Alinah Segobye highlighted the paradox of a rich Africa that is poor. Although Africa became independent from colonial rule, rather than disengaging, colonial powers have deepened their grip even further since independence, and this situation has contributed to the thwarting of African attempts to develop. What is needed, she said, is to re-imagine and re-write the postcolonial plan. An essential component of this would be to take a serious look at how African development is financed – in order to change the power dynamics, Africa cannot have its development financed by international aid. She also called for a new way of engaging citizens and the state, paying particular attention to the voices of women, children and the youth.

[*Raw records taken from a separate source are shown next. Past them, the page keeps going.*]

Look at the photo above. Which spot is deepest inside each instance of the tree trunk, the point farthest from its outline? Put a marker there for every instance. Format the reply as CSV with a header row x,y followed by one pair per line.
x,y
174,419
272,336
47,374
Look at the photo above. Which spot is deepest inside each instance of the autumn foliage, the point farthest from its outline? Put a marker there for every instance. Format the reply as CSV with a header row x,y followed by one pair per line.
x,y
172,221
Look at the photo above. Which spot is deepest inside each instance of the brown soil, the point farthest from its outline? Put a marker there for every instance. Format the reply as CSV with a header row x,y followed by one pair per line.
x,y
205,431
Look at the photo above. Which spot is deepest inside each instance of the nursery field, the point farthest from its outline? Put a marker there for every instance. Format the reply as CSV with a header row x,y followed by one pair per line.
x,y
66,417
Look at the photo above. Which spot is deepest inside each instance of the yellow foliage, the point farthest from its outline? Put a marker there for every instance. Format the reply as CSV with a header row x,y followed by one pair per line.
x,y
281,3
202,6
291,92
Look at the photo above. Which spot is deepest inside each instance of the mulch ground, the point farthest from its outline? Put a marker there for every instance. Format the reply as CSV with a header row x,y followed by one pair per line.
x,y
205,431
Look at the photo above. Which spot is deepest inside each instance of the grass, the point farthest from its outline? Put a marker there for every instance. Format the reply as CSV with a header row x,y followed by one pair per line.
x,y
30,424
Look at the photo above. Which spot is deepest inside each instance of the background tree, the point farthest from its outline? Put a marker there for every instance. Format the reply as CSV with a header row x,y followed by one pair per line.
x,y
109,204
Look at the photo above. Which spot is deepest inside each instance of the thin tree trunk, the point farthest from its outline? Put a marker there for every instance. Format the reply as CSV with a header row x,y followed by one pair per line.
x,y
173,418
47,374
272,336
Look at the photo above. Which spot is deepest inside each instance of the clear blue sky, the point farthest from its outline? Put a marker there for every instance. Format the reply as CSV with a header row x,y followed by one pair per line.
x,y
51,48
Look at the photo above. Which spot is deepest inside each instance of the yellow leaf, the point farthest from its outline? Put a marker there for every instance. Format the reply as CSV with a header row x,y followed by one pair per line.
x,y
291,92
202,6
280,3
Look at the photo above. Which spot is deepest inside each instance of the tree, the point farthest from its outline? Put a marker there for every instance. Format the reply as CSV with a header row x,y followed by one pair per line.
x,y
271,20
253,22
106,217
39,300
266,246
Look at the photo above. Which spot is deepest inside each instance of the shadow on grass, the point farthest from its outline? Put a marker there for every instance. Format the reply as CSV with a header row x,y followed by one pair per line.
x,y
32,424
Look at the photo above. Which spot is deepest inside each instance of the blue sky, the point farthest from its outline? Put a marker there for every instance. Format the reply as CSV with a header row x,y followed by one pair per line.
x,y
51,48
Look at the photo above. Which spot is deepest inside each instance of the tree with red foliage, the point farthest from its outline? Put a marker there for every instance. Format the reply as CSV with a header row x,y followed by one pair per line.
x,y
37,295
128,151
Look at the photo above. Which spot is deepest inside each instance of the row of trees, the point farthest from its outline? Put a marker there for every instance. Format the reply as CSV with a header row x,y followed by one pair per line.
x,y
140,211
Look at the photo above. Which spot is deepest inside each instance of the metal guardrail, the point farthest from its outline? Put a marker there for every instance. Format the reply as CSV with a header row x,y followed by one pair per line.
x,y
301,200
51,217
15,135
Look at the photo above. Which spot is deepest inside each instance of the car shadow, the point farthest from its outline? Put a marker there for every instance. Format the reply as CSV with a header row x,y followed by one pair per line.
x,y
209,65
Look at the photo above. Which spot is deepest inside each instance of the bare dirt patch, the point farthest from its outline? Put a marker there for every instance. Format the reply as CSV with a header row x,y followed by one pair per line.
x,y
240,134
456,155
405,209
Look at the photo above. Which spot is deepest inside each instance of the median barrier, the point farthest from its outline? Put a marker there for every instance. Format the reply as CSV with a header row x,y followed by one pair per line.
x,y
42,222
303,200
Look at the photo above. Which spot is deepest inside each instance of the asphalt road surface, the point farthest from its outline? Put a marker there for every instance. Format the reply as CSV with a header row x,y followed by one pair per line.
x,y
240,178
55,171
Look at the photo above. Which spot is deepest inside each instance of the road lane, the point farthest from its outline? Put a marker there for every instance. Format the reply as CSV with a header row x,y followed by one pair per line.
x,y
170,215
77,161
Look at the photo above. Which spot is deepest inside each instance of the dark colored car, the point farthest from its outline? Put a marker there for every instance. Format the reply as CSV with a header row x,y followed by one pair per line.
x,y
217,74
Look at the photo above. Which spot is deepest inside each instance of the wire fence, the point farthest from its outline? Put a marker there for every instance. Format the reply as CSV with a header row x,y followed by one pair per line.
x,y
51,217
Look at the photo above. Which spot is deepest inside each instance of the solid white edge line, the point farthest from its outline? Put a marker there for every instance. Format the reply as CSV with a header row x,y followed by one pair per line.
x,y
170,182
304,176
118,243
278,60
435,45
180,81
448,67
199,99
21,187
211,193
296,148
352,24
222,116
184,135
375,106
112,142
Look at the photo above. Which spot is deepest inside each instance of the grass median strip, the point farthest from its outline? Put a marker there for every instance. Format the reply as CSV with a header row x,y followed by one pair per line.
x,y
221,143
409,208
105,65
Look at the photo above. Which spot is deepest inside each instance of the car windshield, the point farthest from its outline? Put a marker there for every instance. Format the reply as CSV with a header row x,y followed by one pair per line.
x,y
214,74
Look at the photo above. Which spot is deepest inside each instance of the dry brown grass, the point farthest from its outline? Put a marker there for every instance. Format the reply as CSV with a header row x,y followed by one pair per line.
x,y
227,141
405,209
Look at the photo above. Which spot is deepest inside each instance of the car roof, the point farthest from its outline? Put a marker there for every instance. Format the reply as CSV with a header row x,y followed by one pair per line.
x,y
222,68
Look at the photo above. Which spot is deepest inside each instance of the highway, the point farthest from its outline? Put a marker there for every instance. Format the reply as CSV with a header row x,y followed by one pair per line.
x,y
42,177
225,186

Pulling into focus some of these issues through the lens of the Sahel region, Alioune Sall explained the significance of Mali for a progressive African agenda. Apart from its centrality, enormous size and the many countries it borders, Mali has a special history of clashing with colonial powers. It was of no political significance to the French colonists whose focus was on Ivory Coast at the time, being just a camping ground for French armies. But it became the cradle for liberation struggles, eventually attracting people like Saleh Amin who was the architect of the first development plan in Mali. Mali de-linked from France, but since then it has regressed, with French troops once again reviving abandoned military bases there. The Sahelian states are now vulnerable and afflicted, and seeing cases of what he referred to as “Political Entrepreneurship”, where anybody and everybody is starting a political movement in order to be included in the political discussions taking place. At the same time there is also a blurring of the line between political and criminal activities. So he called for an alternative approach that would move from state-lead integration to people-lead integration.
Professor Barney Pityana rounded off the night, with the observation that when we discuss these matters we should also ask ourselves: to whom are we talking? Too often we address our concerns to the West, but we need to address ourselves, to reconsider systems that aren’t working, and to theorize based on the indigenous African knowledge available to us. Our leaders should listen to us first, and as Africans, we need to commit to be the catalyst for change in Africa.